For adolescents, a subtle, but powerful, shift in perspective can lead to a healthier relationship with social media and its expectations.



By Robert J. Keane and Kameron Mendes

This op-ed originally appeared in the Boston Globe Magazine. Click here to see the story.

The pursuit of happiness has been a consistent thread in the fabric of the American dream. It’s even written into our Constitution.

But take it from us, a couple of therapists: In 2022, happiness is complicated. When, in the spring of 2020, Americans hunkered down at home, working and attending school virtually if they could, many turned to social media to feel connected to others. It was understandable, of course. As the months passed, however, we noticed the toll this was taking on our adolescent patients. The reason, we found, had to do with the way the sites distorted our understanding of happiness.

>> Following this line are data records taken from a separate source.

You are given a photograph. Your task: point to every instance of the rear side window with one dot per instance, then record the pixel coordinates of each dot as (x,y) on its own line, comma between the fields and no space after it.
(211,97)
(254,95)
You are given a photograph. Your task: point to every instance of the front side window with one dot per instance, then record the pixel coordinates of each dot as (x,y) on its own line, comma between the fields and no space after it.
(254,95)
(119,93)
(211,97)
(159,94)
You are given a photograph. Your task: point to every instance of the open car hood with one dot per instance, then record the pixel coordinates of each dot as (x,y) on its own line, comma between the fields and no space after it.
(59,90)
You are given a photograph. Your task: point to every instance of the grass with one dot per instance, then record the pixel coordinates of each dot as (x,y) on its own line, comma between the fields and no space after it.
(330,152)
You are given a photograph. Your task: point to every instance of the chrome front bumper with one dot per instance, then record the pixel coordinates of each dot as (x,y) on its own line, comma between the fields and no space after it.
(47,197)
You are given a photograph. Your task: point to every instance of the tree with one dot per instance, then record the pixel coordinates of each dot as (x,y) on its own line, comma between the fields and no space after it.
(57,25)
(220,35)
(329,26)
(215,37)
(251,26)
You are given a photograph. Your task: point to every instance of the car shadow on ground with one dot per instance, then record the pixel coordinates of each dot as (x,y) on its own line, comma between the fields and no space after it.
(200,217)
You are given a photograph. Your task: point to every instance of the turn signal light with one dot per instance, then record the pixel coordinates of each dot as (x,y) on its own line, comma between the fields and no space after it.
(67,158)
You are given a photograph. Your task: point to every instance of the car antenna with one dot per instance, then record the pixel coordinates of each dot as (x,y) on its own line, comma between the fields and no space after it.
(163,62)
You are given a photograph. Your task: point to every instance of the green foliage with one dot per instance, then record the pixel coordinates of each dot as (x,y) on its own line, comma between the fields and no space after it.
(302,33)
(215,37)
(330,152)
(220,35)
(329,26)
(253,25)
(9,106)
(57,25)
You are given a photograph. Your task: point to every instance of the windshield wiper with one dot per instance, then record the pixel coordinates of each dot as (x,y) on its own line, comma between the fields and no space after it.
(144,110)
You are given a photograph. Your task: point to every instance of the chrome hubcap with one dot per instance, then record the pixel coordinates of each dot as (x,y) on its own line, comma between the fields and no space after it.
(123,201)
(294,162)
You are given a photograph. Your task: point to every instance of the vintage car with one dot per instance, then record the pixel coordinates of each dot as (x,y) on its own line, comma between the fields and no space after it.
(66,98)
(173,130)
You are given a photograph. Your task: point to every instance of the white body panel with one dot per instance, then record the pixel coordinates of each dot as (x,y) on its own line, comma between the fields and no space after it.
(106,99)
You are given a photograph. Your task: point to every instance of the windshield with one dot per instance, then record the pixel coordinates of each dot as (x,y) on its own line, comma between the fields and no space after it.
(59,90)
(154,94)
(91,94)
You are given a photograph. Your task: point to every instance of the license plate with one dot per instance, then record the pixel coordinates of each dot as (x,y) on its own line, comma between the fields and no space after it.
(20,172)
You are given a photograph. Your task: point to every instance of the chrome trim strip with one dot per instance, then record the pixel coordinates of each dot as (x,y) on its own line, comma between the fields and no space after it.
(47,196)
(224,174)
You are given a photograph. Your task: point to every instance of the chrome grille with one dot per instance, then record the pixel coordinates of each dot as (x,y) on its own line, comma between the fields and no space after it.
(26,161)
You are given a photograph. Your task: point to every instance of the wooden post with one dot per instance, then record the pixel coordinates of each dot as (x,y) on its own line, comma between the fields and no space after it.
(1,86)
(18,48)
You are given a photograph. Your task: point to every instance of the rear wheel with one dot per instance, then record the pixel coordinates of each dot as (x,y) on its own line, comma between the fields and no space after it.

We have observed this firsthand in the daily adolescent group we lead at a Massachusetts-based psychiatric hospital. Fortunately, there is a road map for relating in a healthier way to social media and expectations of happiness — and it hinges in large part on a subtle, but powerful, shift in perspective.

Running an adolescent group is something many clinicians shy away from. While there’s no question that getting adolescents to identify and, eventually, talk about how they feel is a daunting task, we have found some success by making the group highly interactive. It has also given us valuable insight on the challenges this age group faces.

Our participants speak directly to how isolated their lives had become at points during the pandemic — and how their mental health deteriorated. They recall the early days, when they were removed from school and separated from peers, and retreated to their bedrooms. Many admit to being afraid, often of things they couldn’t readily identify.

Confronted by overwhelming feelings of loneliness, many adolescents consumed large doses of social media to escape the confining walls of their bedrooms. It was not unusual for us to hear reports of double-digit hours spent daily scrolling TikTok and Instagram.

Herein lies a glaring problem: How can we expect our teens to be happy as they sit at home, while everyone they see on their social media feeds is smiling exuberantly and seemingly connected to others? These curated snippets skew our perceived ratio of boring life tasks, such as homework and chores, to fun, exciting adventures. The result is both a false sense of happiness and an inflated expectation of how happy theyshould be in their own lives.

The effect of all this adds up to a damaging message: Everyone you see and follow in this virtual world has achieved happiness and enjoys a life with an astronomically higher level of happiness than yours. The real knockout punch is the idea that if you aren’t constantly engaged in a state of blissful happiness, there must be something wrong with you. That’s powerful. And when taken to heart, depression and anxiety
soon follow.

This predicament comes amid an unprecedented rise in the mental health needs of our children. Concerned parents, worried about their child’s increasing anxiety or depression, are faced with months-long waitlists for therapists, prescribers, and other behavioral health providers. Emergency rooms across the country are struggling to manage a massive backlog of various psychiatric emergencies. Psychiatric hospitals across the Commonwealth have seen shortages of beds and challenges to recruit and retain staff members.

So how do we fix this gaping divide between the unattainable happiness of social media and reality? Though many people will point to social media as the mechanism that needs to be changed, for us the solution is not as clear-cut. We can’t close the Pandora’s box it has opened, especially as we move to an increasingly virtual world. The solution can’t simply be changes in the social platforms. It’s more complicated
than that.

A few months ago, we told our adolescent group we had developed a new theory on happiness. They were mildly curious. We launched into a preamble about how high levels of social media exposure have distorted their sense of happiness, and that the version it portrays is unattainable and unsustainable. To our amazement, they agreed.

Then we told them that we have a solution: a feeling that’s even better than happiness. And that is contentment. We define contentment as a momentary feeling of satisfaction that each of us can experience many times a day, often through very simple things. It is being aware of
something that brings us a sense of calm and well-being, and allowing ourselves to experience it. It is peaceful, not frantic.

A moment of contentment might happen when you are sitting in the sunshine and notice something beautiful in the world around you. Maybe it’s a moment of appreciation when sitting quietly on a couch with a loved one, or the feeling of having accomplished a small task. Contentment is simply feeling satisfied; not too full, not too hungry. It is the reality that life can feel normal and even dull — and being OK with that.

Through our work, most adolescents start their treatment in a fog of sickness and leave in the beginning stages of health. We believe our group helps to correct some of social media’s distortions by guiding kids to connect with each other in a real and meaningful way, not through a device with messages that are overly produced and artificial.

And we think there’s something for everyone to learn from this: Instead of searching for ways to be ever happier, take a moment to notice and appreciate the moments of contentment in your life. Connect with those around you in a genuine, authentic way. Before you know it, you may actually feel happy.

Robert J. Keane is a licensed clinical social worker, an assistant vice president at Walden Behavioral Care, and on the faculty of the Boston College School of Social Work, where he earned his doctorate. Kameron Mendes, a licensed mental health counselor, is the clinical director of the inpatient units at Walden Behavioral Care and maintains a private practice.